The size of the shadow money stock was estimated by multiplying the haircut percentage against the asset base. For example, the value ofthe housing stock times the level of potential borrowing against it. Say during the boom, a homeowner could borrow against 90 percent LTV -- loan to value -- and now it is 80 percent. Plus -- or minus in this case -- the reduction in actual value. Lantz and Sweeney estimate that the total drop was $3.5 trillion.

They also suggest this was offset completely by an increase in the government shadow money stock, following the huge new borrowing needed to finance the deficit as well as the aggressive liquidity measures of the Fed, and presumably including the expansion of the Fed's balance sheet in the conversion of dodgy private securities into full faith and credit. This huge increase in liquidity has been the source of muchhand wringing about potential inflation. Bernanke issued notice that the Fed is "focused like a laser on the exit strategy."

In fact, according to Lantz and Sweeney, this explosion of liquidity was necessary simply to accommodate the demand for cash occasioned by the crisis. Absent this money growth, the collapse of the private shadow money stock would have led to severe, or more severe deflation.

Lantz suggests concern over inflation is ridiculously premature, and predicts much of the unwind of the liquidity measures from the government will occur naturally, as government programs get paid back and rescuemeasures for the banks wind down.

Our observation at Demand Side is that monetarists who can so clearly describe the monsters hiding under the bed will become ever more hysterical as things begin to turn around. We suspect that the adults will choose to calm them, rather than follow the more effective policy measures. The efforts to calm them will be counter-productive to the real economy.

At the risk of dislocating an elbow, we'd like to make the note that we've made a couple of comments that look good from this new perspective. Deleveraging we have said is a process of money contraction. This was an insight that arose from instinct, not instruction. Here is the instruction.

Another self administered pat on the back follows from our observation in early 2008 that credit cards as near money enabled spending from the stimulus to be smoothed, in a downward slope, to reflect the restrictions on this form of money.
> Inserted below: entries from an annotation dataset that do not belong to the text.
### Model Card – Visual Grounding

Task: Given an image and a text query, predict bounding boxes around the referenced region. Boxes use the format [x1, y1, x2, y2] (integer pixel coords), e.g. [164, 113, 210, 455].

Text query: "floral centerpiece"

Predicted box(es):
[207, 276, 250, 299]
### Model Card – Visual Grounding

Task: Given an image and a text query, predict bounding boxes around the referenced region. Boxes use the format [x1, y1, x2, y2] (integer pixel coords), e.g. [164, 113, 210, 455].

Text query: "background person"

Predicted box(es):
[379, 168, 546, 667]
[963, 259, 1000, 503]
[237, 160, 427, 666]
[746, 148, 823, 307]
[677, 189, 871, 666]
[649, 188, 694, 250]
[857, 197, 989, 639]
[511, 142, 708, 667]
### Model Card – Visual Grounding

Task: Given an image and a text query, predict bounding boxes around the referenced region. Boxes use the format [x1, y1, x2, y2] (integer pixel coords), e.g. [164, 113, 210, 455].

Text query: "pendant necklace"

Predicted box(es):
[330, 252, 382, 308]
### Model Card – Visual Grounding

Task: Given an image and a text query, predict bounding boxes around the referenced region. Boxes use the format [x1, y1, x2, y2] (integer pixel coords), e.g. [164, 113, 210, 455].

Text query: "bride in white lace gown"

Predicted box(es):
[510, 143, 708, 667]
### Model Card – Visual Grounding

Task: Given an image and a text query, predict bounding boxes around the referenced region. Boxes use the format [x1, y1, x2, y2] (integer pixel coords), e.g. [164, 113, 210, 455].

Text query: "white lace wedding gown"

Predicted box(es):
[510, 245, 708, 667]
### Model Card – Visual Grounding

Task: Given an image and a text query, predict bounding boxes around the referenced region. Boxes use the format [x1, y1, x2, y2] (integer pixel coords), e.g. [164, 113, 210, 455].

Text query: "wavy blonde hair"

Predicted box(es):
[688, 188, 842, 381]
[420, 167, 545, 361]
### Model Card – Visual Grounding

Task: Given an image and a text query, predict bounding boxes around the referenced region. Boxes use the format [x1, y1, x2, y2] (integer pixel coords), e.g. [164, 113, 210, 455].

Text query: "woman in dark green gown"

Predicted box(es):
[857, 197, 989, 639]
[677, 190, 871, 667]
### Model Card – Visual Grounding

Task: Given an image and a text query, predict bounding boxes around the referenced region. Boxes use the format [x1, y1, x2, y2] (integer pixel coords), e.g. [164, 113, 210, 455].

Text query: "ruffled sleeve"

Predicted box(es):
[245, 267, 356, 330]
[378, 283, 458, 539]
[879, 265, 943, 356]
In fact, the actions of banks and credit card companies demonstrate clearly the error of the Fed-Treasury plan to allow zombie banks to continue among the living. These insolvent institutions have no choice but to maximize revenues from the spread. That is, they may borrow cheaply, but this will not be passed on to their credit card clients, who will get only the maximum rate laws allow.

This note from the New York Times

From the NY Times: Overhaul Likely for Credit Cards

Banks are expected to look at reviving annual fees, curtailing cash-back and other rewards programs and charging interest immediately on a purchase instead of allowing a grace period of weeks, according to bank officials and trade groups.

“It will be a different business,” said Edward L. Yingling, the chief executive of the American Bankers Association, which has been lobbying Congress for more lenient legislation on behalf of the nation’s biggest banks. “Those that manage their credit well will in some degree subsidize those that have credit problems.”

The larger point is that money is a much broader phenomenon than we have been used to thinking. At the same time, the Fed's control of money is much narrower. In a boom, with confidence in asset values, the effective money supply will expand as collateral becomes near-money. In a bust the effective money supply will convulsively contract, as assets become less liquid, banks lend less and keep more in reserve, and all parties hold traditional, not shadow cash against a rainy day.

The threat of inflation is much lower than widely assumed, since as things pick up, the government shadow money stock will tend to be reduced. Programs end. Loans are paid back. Et cetera.

Another blow to the quantity theory of money.